Global private equity firm TPG Capital has agreed to buy 74.67 percent of Avon Japan for a total cash payment of ¥7.3 billion (€65.09 million; $90.35 million). The stake is being purchased from the Avon company, which is the largest shareholder in the JASDAQ-listed cosmetics company.
In addition, TPG has offered to pay shareholders ¥74 per share, the same price paid to Avon, for the remaining 25.33 percent of Avon Japan shares.
“We are pleased to conclude this agreement with TPG Capital as we further focus our investments on higher growth opportunities. While Japan is an important consumer market, our analysis indicates that we would need to commit significant additional investment in order to generate profitable growth in the near to intermediate term,” Andrea Jung, chairman and chief executive officer of Avon, said in the statement.

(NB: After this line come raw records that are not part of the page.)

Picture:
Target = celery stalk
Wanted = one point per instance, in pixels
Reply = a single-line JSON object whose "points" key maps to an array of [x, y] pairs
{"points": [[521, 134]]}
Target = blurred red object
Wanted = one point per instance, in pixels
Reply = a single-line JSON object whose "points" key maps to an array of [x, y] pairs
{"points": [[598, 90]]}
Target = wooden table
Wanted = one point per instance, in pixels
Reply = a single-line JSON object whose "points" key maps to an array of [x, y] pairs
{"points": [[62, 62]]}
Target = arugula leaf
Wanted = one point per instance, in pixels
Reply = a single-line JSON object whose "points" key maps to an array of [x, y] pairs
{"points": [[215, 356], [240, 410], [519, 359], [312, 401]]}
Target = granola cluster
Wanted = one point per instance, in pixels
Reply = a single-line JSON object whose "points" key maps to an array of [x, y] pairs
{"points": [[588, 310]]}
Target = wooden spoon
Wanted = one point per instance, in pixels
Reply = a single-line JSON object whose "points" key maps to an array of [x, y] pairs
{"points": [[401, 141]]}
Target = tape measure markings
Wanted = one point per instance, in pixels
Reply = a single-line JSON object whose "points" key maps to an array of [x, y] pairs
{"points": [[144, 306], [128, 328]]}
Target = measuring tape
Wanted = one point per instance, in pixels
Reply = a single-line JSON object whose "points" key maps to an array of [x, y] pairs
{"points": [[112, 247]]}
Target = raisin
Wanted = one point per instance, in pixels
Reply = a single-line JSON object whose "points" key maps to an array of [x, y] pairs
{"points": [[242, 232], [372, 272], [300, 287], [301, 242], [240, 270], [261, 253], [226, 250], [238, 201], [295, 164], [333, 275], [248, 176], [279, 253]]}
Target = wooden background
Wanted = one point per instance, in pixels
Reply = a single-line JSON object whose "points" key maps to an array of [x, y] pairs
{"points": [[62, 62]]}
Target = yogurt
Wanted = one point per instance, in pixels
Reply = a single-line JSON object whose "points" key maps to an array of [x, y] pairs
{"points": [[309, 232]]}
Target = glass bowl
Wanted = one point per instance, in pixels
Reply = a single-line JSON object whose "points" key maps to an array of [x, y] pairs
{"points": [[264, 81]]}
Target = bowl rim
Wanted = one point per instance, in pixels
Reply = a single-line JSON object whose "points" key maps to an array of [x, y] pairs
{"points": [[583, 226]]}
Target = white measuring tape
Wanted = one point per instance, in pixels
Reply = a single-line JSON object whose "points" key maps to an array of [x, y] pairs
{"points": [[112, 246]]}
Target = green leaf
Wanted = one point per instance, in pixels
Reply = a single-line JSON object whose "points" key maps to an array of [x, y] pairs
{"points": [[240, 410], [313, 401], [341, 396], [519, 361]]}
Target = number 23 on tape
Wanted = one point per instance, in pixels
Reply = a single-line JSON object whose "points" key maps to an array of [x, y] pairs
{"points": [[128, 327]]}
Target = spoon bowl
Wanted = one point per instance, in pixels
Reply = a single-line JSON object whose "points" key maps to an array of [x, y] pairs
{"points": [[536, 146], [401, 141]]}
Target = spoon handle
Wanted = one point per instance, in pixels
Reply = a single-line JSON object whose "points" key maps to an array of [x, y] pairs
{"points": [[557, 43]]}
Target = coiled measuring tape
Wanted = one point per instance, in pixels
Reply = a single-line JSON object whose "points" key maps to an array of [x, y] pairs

The transaction is expected to close by the end of the year, according to the statement.
Avon has over $10 billion in annual revenue across markets of more than 100 countries, but its Japanese operation accounts for less than 2 percent of the total company sales.

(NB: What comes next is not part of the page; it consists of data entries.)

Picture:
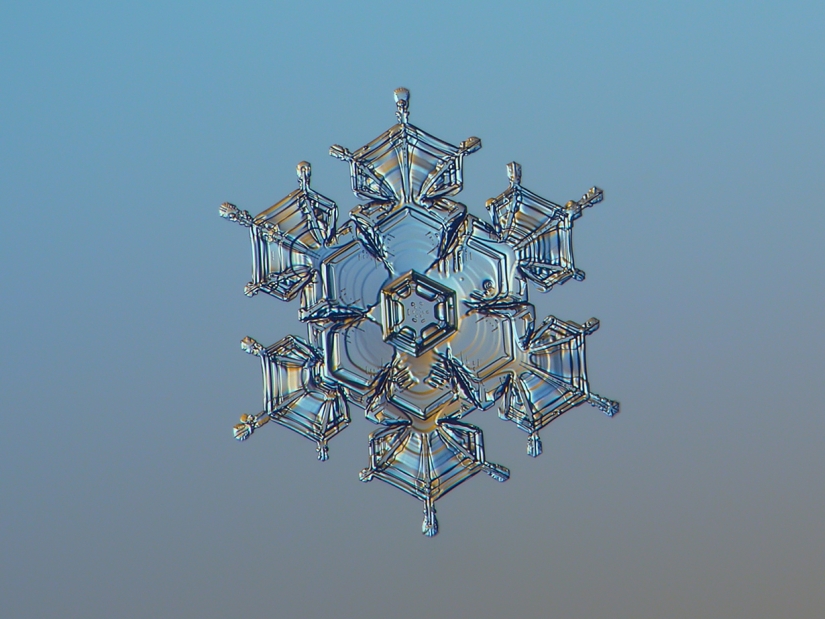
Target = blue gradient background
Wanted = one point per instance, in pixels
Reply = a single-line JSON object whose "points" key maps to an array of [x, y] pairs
{"points": [[122, 493]]}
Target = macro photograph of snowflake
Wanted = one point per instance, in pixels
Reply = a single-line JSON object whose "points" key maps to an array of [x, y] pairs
{"points": [[417, 403], [417, 312]]}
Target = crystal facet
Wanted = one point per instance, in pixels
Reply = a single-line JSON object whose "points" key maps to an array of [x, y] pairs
{"points": [[417, 312]]}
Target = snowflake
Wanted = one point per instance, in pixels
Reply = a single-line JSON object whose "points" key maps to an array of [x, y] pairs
{"points": [[417, 312]]}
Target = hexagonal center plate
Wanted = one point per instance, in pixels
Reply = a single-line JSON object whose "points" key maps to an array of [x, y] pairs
{"points": [[417, 313]]}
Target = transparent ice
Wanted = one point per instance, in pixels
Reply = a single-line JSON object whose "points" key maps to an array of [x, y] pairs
{"points": [[417, 312]]}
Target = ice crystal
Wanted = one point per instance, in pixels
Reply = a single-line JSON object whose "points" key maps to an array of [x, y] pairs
{"points": [[417, 312]]}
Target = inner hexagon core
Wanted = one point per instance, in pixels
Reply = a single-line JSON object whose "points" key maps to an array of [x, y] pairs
{"points": [[417, 313]]}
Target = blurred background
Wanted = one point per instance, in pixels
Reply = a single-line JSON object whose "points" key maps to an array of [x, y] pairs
{"points": [[124, 126]]}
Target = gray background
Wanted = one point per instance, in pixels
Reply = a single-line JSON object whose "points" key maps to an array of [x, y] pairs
{"points": [[122, 493]]}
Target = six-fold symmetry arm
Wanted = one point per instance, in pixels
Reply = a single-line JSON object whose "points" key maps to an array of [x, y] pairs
{"points": [[417, 312]]}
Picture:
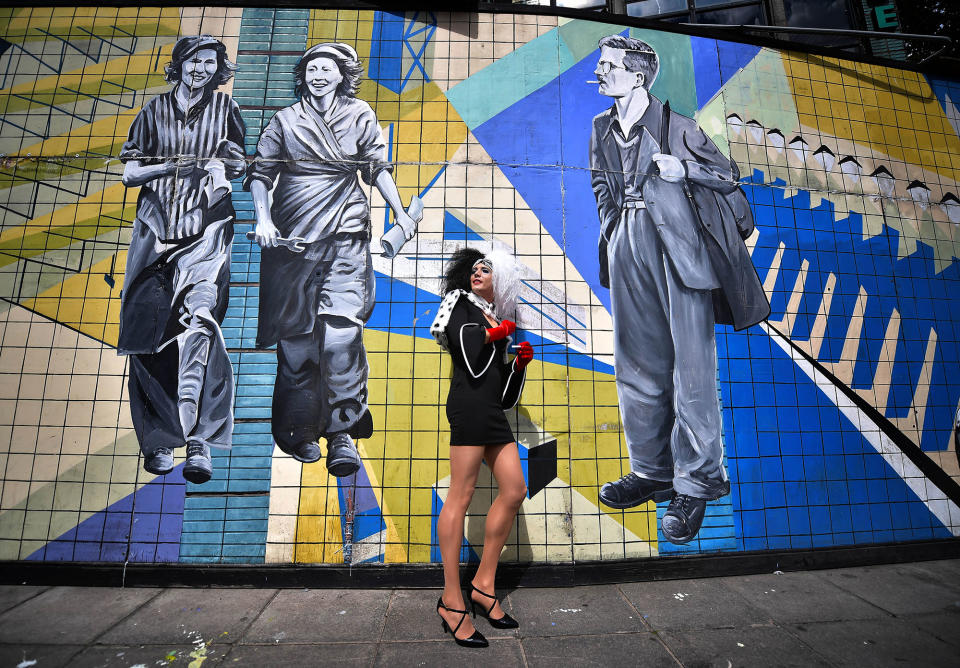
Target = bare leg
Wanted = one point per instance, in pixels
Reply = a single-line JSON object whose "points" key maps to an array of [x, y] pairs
{"points": [[504, 461], [464, 467]]}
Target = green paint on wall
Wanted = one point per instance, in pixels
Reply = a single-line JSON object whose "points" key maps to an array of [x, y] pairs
{"points": [[581, 37], [485, 94]]}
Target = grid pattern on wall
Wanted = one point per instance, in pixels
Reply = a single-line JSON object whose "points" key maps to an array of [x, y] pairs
{"points": [[837, 411]]}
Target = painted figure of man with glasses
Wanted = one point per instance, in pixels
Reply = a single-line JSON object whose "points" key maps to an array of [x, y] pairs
{"points": [[672, 225]]}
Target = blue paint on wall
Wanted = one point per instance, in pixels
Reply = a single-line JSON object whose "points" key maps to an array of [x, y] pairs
{"points": [[149, 520]]}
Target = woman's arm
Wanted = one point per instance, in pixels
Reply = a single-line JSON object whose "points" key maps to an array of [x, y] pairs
{"points": [[387, 187], [135, 173], [266, 232]]}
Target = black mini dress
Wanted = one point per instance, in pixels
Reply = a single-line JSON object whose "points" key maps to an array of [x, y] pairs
{"points": [[483, 386]]}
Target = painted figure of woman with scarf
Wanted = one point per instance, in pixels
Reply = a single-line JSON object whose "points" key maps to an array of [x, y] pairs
{"points": [[182, 149], [316, 277]]}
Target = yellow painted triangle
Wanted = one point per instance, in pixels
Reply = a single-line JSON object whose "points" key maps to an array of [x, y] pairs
{"points": [[68, 153], [319, 537], [26, 23], [138, 71], [894, 111], [86, 302], [91, 216]]}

TPG’s most recent attempt to invest in Japan was with struggling national carrier Japan Airlines (JAL).
The firm joined forces with Oneworld Alliance Member American Airlines (AA) last November and offered to invest $1.1 billion in JAL – an offer that was upped to $1.4 billion in January this year in order to head off a rival bid from Star Alliance member Delta Airlines.
Later in June, JAL and AA applied for antitrust immunity from Japan’s Ministry of Land, Infrastructure, Transport and Tourism – a move which some read at the time as bringing the TPG deal one step closer. However, JAL has secured a ¥350 billion capital injection from Japanese government-backed Enterprise Turnaround Initiative Corporation, which was confirmed at the time the company’s restructuring plan was announced.
TPG’s other portfolio companies in Japan include Japan Telecom, toy maker Tomy Company and JCR Pharmaceuticals.